“Aravot” says now that the Turkish-Armenian agreements are a fait accompli politicians and experts in Armenia should concentrate on the question of “what needs to be done today and tomorrow.” In that regard, the paper finds noteworthy opposition leader David Shahnazarian’s calls for the Armenian parliament ratify the agreements but set a deadline for their implementation by Turkey. Failure to meet that deadline would automatically annul the Armenian ratification. “In a word, the phase of supporting or opposing the protocols is over,” it says in an editorial. “Now is the time for concrete proposals.”
Masis Mayilian, a Nagorno-Karabakh politician, tells “Hayots Ashkhar” that it would be naïve to hope for international recognition of Karabakh’s independence as a result of the ongoing negotiating process spearheaded by the Minsk Group of the Organization for Security and Cooperation in Europe. “Therefore, there should be two parallel processes,” says Mayilian. “One within the framework of the Minsk Group in which Azerbaijan is present, and the other [should be] an independent process aimed at international recognition of the Nagorno-Karabakh Republic. But that would require Armenia to recognize Karabakh’s independence in the first instance.”
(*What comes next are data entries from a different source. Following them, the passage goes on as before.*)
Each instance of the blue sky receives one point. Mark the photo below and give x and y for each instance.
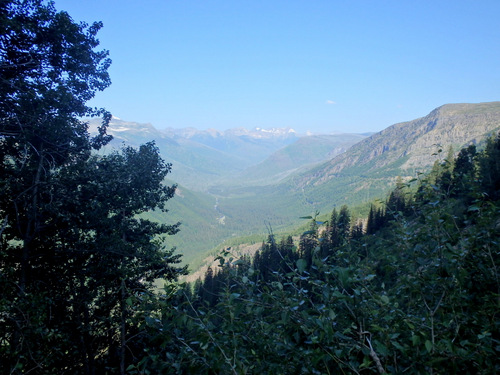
(321, 66)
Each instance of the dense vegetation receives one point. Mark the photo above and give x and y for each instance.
(74, 257)
(413, 289)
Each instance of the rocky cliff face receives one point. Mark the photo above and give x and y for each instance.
(412, 144)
Parliament deputy Victor Dallakian assures “Zhamanak” that President Serzh Sarkisian is trying to make compromise deals with Azerbaijan and Turkey not because he wants to make up for a lack of domestic legitimacy with strong international support. He says Sarkisian may well have reached “certain foreign policy agreements” even before becoming president. “That factor may be behind this overall policy,” says Dallakian. “In my view, on the issue of Turkish-Armenian relations he has taken bold but controversial steps … Time will tell if those steps are historic,” adds the independent lawmaker.
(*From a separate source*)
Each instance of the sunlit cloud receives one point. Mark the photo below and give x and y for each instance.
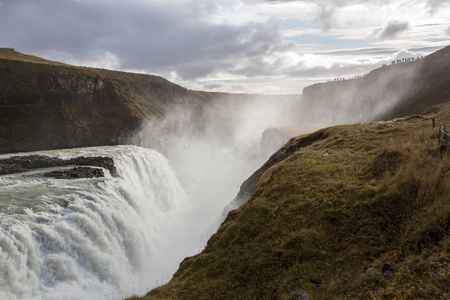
(215, 45)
“Haykakan Zhamanak” comments on the latest official statistics that show the Armenian economy contracting by 18.3 percent in the first nine months of this year. The opposition paper says that calls into questions government claims that the rate of the GDP decline will fall below 15 percent by the end of this year. It claims that the latest figure may be fraudulent and that “the real decline may be even steeper than is officially shown.”